Igor Yebra, the “curious boy” who invented stories, goes to the opera


With the same curiosity of a child who played to invent stories, the former Spanish dancer Igor Yebra faces the stage direction of the opera “Dido & Eneas” in Uruguay, a country whose National Ballet he directed for three years and which he considers his “second home”.

Despite the technical differences between dance, its natural habitat, and opera, the also Basque choreographer and teacher (Bilbao, 1974) confesses that he accepts “challenges” like this or the one that will soon lead him to act in theater with Eusebio Poncela in a constant mixture of desire to learn and “madness”.

He receives Agencia Efe at the Solís Theater in Montevideo, where this Thursday, May 19, his version of the opera composed by the British Henry Purcell, one of the best baroque authors, will be premiered, with the musical direction of Cristina García Banegas, a specialist in that artistic period.

Never a “no”

Even with Uruguayan twists incorporated into his way of speaking, despite the fact that he left at the end of 2020, after three seasons at the head of the National Ballet of Sodre (BNS), Yebra smiles excitedly explaining this project that emerged -as usual- in an informal chat between colleagues in the midst of a pandemic.

“There is one thing that characterizes me and that is that I like to be challenged. And I like to challenge myself and be passionate about things.

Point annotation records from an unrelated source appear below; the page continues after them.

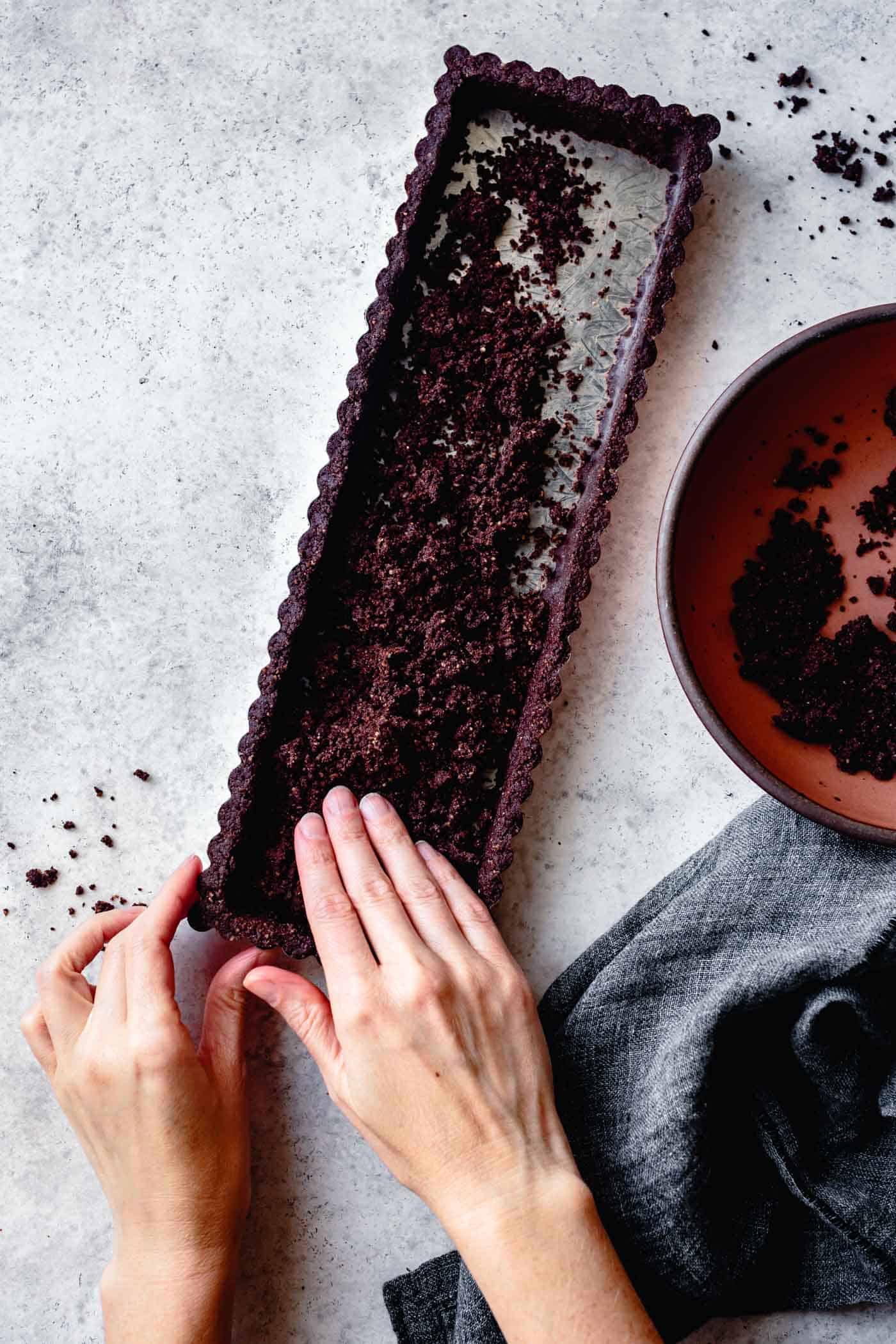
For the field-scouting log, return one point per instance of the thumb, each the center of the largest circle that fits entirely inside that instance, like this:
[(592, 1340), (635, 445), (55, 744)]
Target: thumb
[(225, 1018), (303, 1007)]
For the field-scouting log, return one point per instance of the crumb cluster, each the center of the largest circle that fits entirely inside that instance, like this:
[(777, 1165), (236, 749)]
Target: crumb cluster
[(837, 691)]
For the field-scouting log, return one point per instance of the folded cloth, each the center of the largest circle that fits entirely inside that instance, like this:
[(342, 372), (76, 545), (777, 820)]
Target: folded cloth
[(726, 1069)]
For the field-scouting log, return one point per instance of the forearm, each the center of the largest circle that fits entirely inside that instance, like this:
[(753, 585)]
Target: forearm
[(186, 1306), (547, 1269)]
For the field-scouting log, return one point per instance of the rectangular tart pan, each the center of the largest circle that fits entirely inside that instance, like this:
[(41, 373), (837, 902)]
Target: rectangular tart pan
[(348, 695)]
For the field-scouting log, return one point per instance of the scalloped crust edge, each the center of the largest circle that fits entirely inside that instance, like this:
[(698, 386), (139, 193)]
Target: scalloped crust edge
[(644, 127)]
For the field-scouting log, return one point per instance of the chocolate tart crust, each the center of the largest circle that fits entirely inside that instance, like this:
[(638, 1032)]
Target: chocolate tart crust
[(669, 138)]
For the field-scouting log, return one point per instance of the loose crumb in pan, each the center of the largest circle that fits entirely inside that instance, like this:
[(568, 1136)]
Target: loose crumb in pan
[(796, 81)]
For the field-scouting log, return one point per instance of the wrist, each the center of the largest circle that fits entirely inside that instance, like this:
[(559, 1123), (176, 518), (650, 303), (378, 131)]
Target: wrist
[(507, 1210), (177, 1296)]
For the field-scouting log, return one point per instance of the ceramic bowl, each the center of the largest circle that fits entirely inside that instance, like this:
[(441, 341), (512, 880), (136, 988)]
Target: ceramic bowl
[(833, 378)]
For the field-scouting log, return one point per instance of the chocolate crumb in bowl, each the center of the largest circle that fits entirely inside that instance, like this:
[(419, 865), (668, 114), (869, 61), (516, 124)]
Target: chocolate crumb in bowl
[(789, 656), (42, 877), (430, 614)]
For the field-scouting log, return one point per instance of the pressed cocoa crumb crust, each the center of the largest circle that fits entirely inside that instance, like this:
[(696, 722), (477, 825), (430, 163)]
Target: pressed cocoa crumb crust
[(421, 644)]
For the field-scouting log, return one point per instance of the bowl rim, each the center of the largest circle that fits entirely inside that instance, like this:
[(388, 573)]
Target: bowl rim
[(707, 713)]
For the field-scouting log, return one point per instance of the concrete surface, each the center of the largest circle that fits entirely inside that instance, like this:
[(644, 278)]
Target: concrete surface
[(195, 204)]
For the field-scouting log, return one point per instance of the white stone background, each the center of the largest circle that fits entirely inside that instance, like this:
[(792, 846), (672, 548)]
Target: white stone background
[(195, 198)]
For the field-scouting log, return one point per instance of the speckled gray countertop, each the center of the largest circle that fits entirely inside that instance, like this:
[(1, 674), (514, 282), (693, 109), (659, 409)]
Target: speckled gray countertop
[(195, 204)]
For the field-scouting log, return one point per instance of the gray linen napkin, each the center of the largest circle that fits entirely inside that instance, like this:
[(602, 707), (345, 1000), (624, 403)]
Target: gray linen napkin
[(726, 1070)]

I saw it as a challenge; I don’t like to say ‘no’ if it can be done,” he says, while recalling that opera is no stranger to him, since at the age of 20 he designed several choreographies on this genre in Bilbao.

The one who was, in 2004, the first non-Russian dancer to star in “Ivan the Terrible” in Moscow, usually flees, “although not on purpose”, from his comfort zone and confesses that “the curiosity” he feels about many things leads him to “not to waste” a time that “is very limited”.

“I can leave here tomorrow, but I’m going to close my eyes and say: ‘At least I’ve tried,'” he summarizes as a philosophy of life.

For this work, he has Uruguayan collaborators, such as the set designer Hugo Millán or the lighting designer Sebastián Marrero, with whom he has already shared “El Quijote del Plata” or “La tregua” at the BNS, and has incorporated the designer Ángel Amor, from Bilbao, as he-, known for, among other film productions, the costumes for “Maleficent” and “Cinderella”.

“I don’t think (I) will make any contribution,” he replies when asked if his version will add something to the opera based on Canto IV of Virgil’s “The Aeneid” and Nahum Tate’s tragedy “The Enchanted Lovers”. , also author of the libretto.

“I make the contribution to myself by continuing to have fun and I hope that it brings people a moment of pleasure and beauty, which is what I’m looking for. There are people who like provocation, who look for other kinds of things. To me I also like to provoke and make people think, but it’s through those places,” he adds.

The clicks of famobil

At almost 48 years old, the former dancer in large international companies and on the best stages around the world acknowledges having “the luck and fortune to continue being the child who played with the Famobil clickers (very famous toys in Spain in the ’70s and ’80s) and made up stories.

“It’s what he did as a child. Therefore, that child has gone on a larger scale,” he comments on his immersion in adaptations of the novel to ballet, as happened with “La Tregua”, or with this opera.

That curious spirit, which made him play a role in the play “Esto no es ‘La casa de Bernarda Alba'”, will lead him in a few months to star alongside Eusebio Poncela, one of the most renowned Spanish actors, “El Kiss of the Spider Woman”, by the Argentine Manuel Puig, under the direction of Carlota Ferrer.

“I get into a lot of trouble,” he exclaims between laughs before adding that he feels “a very great responsibility” before what will be his debut on the stage with a leading role at the Teatro Bellas Artes in Madrid, in September, before starting a tour all over Spain.

And, after commenting that “it is a very powerful team”, this “curious child” who is approaching half a century confesses that he does not know how he will get out of the situation but he is certain that he will learn and, above all, “grow” , something that for him “is a pleasure”.